Putin accuses Poland of planning Belarus attack, warns Russia would respond
Global News
Warsaw decided this week to move military units to eastern Poland after members of the Russian Wagner mercenary force arrived in Belarus.
President Vladimir Putin on Friday accused NATO member Poland of having territorial ambitions in the former Soviet Union, and said any aggression against Russia’s neighbour and close ally Belarus would be considered an attack on Russia.
Moscow would react to any aggression against Belarus, which forms a loose “Union State” with Russia, “with all the means at our disposal”, Putin told a meeting of his Security Council in televised remarks.

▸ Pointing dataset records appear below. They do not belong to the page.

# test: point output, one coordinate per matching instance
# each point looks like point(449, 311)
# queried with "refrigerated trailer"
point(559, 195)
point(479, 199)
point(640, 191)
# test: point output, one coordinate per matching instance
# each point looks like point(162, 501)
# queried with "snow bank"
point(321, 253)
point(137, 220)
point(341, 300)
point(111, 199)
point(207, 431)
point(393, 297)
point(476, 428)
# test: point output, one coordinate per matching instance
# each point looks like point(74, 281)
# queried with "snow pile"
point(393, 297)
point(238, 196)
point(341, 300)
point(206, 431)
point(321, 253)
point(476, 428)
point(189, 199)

Warsaw’s Security Committee decided on Wednesday to move military units to eastern Poland after members of the Russian Wagner mercenary force arrived in Belarus, the state-run news agency PAP quoted its secretary as saying on Friday.

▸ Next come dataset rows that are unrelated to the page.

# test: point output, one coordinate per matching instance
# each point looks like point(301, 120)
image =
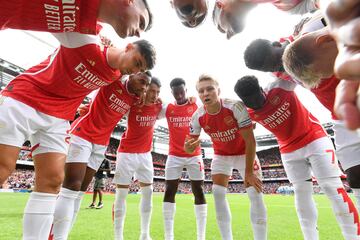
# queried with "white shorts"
point(129, 165)
point(347, 145)
point(318, 157)
point(175, 165)
point(225, 165)
point(20, 122)
point(83, 151)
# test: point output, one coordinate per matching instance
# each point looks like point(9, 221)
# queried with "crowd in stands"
point(274, 173)
point(269, 156)
point(159, 159)
point(24, 179)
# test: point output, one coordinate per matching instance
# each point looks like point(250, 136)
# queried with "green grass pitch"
point(97, 224)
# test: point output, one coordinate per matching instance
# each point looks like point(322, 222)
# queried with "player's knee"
point(353, 176)
point(72, 184)
point(5, 170)
point(51, 183)
point(198, 192)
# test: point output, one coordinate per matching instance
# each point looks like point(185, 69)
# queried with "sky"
point(181, 51)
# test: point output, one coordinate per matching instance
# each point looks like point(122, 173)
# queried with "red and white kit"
point(134, 152)
point(223, 129)
point(50, 15)
point(178, 118)
point(303, 143)
point(90, 134)
point(293, 6)
point(37, 104)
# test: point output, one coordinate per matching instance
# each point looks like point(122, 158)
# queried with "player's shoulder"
point(278, 83)
point(199, 112)
point(233, 104)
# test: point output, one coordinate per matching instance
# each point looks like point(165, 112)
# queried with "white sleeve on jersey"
point(304, 7)
point(162, 113)
point(195, 128)
point(75, 40)
point(279, 83)
point(241, 114)
point(316, 22)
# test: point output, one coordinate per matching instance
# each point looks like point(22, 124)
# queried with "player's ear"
point(220, 4)
point(324, 39)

Poland denies any territorial ambitions in Belarus.
In his remarks Putin had also stated that the western part of Poland was a gift from Soviet leader Joseph Stalin to the country and that Russia would remind Poles about it.

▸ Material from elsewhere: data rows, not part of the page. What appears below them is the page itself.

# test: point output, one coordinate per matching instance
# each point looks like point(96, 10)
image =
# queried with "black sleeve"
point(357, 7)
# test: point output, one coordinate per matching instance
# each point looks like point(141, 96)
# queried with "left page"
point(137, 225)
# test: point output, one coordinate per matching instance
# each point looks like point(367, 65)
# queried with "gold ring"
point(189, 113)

In apparent reference to that, Polish Prime Minister Mateusz Morawiecki tweeted on Friday evening that “Stalin was a war criminal, guilty of the death of hundreds of thousands of Poles. Historical truth is not debatable.”
“The ambassador of the Russian Federation will be summoned to the Ministry of Foreign Affairs”, he said.
On Thursday, Belarus said Wagner mercenaries had started to train Belarusian special forces at a military range just a few miles from the Polish border.